Re:I hope they didn't forget the fundamentals (0)

Anonymous Coward | about 6 years ago | (#24472157)

I think this might be missing the point of this book a bit, since it's a reference book, not a tutorial. The two are quite different. (The book you mention might have been a reference book aswell: it may have ignored how to include CSS since it was out of the scope of the book)

Re:I hope they didn't forget the fundamentals (1)

techno-vampire (666512) | about 6 years ago | (#24472721)

No, it wasn't written as a reference work, although your point is well taken. If it were, there'd have been no need for all the repeated examples. As it was, I got the impression that they were there to fill out an otherwise very small book.
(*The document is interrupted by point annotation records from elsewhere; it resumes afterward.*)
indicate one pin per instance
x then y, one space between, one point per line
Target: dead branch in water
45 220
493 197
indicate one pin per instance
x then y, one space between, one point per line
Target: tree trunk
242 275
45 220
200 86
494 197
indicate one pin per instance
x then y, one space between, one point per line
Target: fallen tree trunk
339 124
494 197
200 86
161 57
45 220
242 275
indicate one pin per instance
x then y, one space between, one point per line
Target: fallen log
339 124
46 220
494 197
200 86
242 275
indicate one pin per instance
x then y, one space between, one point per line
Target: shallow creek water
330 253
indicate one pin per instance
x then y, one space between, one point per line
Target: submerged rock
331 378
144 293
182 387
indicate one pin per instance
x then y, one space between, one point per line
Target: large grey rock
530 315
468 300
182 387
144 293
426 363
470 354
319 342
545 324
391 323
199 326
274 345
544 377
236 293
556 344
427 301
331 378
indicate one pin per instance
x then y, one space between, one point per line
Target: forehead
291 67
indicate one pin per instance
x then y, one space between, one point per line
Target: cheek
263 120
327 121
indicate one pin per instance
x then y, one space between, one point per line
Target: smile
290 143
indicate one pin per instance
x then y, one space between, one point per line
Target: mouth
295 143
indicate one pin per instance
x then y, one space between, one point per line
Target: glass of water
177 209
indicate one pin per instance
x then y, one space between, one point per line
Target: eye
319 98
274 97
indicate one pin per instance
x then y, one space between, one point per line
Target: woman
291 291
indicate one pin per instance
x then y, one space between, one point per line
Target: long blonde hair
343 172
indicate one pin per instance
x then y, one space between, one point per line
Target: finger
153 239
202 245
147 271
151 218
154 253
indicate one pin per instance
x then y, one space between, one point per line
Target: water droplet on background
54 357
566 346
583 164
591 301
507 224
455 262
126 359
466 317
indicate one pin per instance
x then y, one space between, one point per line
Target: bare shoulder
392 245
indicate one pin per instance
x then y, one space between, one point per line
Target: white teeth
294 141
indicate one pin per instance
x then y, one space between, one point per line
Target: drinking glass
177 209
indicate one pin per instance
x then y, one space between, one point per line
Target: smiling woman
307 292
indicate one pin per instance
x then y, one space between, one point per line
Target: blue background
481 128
Re:I hope they didn't forget the fundamentals (1)

styrotech (136124) | about 6 years ago | (#24475879)

If thats the O'Reilly book I'm thinking of (The Definitive Guide by Eric Meyer?), that's because it was a reference book not a beginners tutorial book.

Trying to learn anything from a reference book is hard and confusing (I can sympathise because I originally learnt CSS 1 & 2 from the W3C specs), but that doesn't diminish the important value of a good reference book. That book was for a long time (and may still be) the only useful CSS book for people that had already picked up the basics and needed the nitty gritty details.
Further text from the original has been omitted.